Following a two-month closure due to coronavirus restrictions and the subsequent widespread travel ban on tourists to the Czech Republic, Prague’s Kampa Museum in Malá Strana is currently faced with critically low attendance.
The museum is hoping that a new exhibition bringing together a distinctive pair of Czech artists, will help boost the museum’s numbers this summer.
Earlier this week, “The Elusive Fusion” exhibit opened at Kampa. It includes works by Alfons Mucha and Pasta Oner. “The two never met. But they have a lot in common,” Jiří Pospíšil, chairman of the museum’s board of directors told the Czech daily Metro in an interview.
Pospíšil goes on to say that both have similar themes and means of expression despite the fact that they are separated by a hundred years.
Some of those similarities include, according to the curatorial materials, “an internally structured visual statement, based on the everyday needs of advertising, an ambiguous clash of different stylistic sources, themes and illuminating meanings.” These motifs have found their distinctive continuation in Oner’s paintings.

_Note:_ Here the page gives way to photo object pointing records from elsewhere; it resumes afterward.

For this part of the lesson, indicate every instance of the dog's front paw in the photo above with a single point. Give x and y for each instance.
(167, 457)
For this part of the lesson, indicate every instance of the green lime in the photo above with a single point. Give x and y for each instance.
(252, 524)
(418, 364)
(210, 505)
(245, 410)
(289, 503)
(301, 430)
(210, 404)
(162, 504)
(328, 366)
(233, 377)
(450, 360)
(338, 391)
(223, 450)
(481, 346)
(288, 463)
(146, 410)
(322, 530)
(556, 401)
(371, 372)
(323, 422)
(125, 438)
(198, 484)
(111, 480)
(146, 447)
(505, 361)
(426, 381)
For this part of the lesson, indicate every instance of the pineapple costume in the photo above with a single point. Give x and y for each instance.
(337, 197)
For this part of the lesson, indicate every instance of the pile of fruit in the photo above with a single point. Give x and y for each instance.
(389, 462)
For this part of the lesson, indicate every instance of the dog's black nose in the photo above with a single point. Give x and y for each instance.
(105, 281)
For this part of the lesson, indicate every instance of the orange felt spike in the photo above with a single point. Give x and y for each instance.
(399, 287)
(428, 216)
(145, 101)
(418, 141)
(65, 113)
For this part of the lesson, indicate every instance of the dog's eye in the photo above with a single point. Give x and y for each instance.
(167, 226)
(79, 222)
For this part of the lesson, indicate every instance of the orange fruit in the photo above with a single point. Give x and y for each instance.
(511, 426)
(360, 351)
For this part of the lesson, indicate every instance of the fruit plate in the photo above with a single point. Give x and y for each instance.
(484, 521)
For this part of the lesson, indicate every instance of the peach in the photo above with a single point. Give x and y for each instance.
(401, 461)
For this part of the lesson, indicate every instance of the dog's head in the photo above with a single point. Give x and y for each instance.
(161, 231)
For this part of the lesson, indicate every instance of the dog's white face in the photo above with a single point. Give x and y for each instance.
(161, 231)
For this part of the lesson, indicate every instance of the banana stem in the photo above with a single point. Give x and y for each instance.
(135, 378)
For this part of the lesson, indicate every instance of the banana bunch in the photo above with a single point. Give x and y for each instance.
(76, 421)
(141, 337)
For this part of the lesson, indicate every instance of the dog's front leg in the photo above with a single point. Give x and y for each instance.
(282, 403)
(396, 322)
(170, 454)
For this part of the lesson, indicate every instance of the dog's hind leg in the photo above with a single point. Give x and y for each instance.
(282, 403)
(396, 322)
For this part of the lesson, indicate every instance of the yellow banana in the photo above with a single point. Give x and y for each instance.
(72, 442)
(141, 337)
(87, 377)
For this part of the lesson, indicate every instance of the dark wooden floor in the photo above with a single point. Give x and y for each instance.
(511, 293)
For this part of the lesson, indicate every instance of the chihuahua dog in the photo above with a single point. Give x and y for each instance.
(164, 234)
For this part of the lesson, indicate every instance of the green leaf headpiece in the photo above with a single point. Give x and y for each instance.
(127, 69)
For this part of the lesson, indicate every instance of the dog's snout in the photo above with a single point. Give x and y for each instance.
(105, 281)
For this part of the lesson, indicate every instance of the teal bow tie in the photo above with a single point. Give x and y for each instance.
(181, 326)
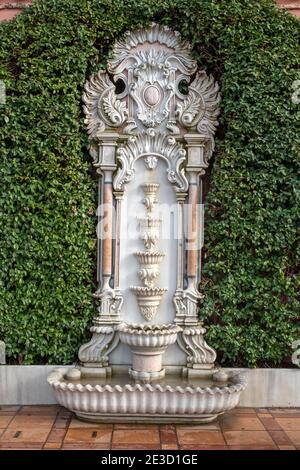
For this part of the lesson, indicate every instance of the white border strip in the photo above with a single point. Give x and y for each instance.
(27, 385)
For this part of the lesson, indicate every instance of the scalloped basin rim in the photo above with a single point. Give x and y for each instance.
(56, 379)
(144, 329)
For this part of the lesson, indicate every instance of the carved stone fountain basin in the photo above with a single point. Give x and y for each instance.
(147, 344)
(172, 399)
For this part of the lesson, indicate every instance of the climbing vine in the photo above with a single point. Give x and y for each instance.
(47, 199)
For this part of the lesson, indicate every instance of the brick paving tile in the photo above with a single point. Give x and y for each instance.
(203, 447)
(135, 446)
(77, 424)
(243, 411)
(53, 427)
(189, 435)
(92, 435)
(56, 435)
(5, 420)
(279, 437)
(261, 410)
(205, 426)
(31, 421)
(264, 415)
(271, 423)
(29, 435)
(287, 447)
(85, 446)
(61, 423)
(9, 408)
(248, 438)
(52, 445)
(240, 423)
(294, 436)
(285, 412)
(42, 410)
(253, 447)
(21, 446)
(151, 427)
(136, 436)
(291, 424)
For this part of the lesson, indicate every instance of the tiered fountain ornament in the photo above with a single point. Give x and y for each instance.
(159, 367)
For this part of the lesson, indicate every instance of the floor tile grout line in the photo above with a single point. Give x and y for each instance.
(67, 429)
(281, 430)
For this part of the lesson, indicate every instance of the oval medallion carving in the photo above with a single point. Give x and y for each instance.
(152, 95)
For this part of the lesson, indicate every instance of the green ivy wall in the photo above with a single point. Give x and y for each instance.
(47, 199)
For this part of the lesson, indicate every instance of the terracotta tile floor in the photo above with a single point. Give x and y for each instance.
(53, 427)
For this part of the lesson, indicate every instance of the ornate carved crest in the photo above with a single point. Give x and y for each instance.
(149, 67)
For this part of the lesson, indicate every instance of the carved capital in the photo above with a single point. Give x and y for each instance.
(97, 350)
(199, 354)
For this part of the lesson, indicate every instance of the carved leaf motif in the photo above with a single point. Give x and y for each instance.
(200, 108)
(188, 110)
(114, 108)
(102, 108)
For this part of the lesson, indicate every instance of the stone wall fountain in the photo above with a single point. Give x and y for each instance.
(147, 359)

The exhibit includes a 7×4-meter large-format Mucha painting from 1900, “Roman Times and the Arrival of the Slavs,” a decorative piece for the pavilion of Bosnia and Herzegovina at the World Exhibition in Paris 1900. Prior to creating the Slav Epic, Mucha experimented with the large-format technique, and this work was a forerunner of his famed 20-painting cycle.
Pospíšil says the painting, originally a fresco, has not been exhibited for over twenty years.
The exhibit runs through October 25. Visit the Museum Kampa site for more details.
The museum will also open an outdoor exhibit June 27 devoted to Czech political prisoner Milada Horáková, “Don’t forget me: Milada Horáková and the largest show trial.”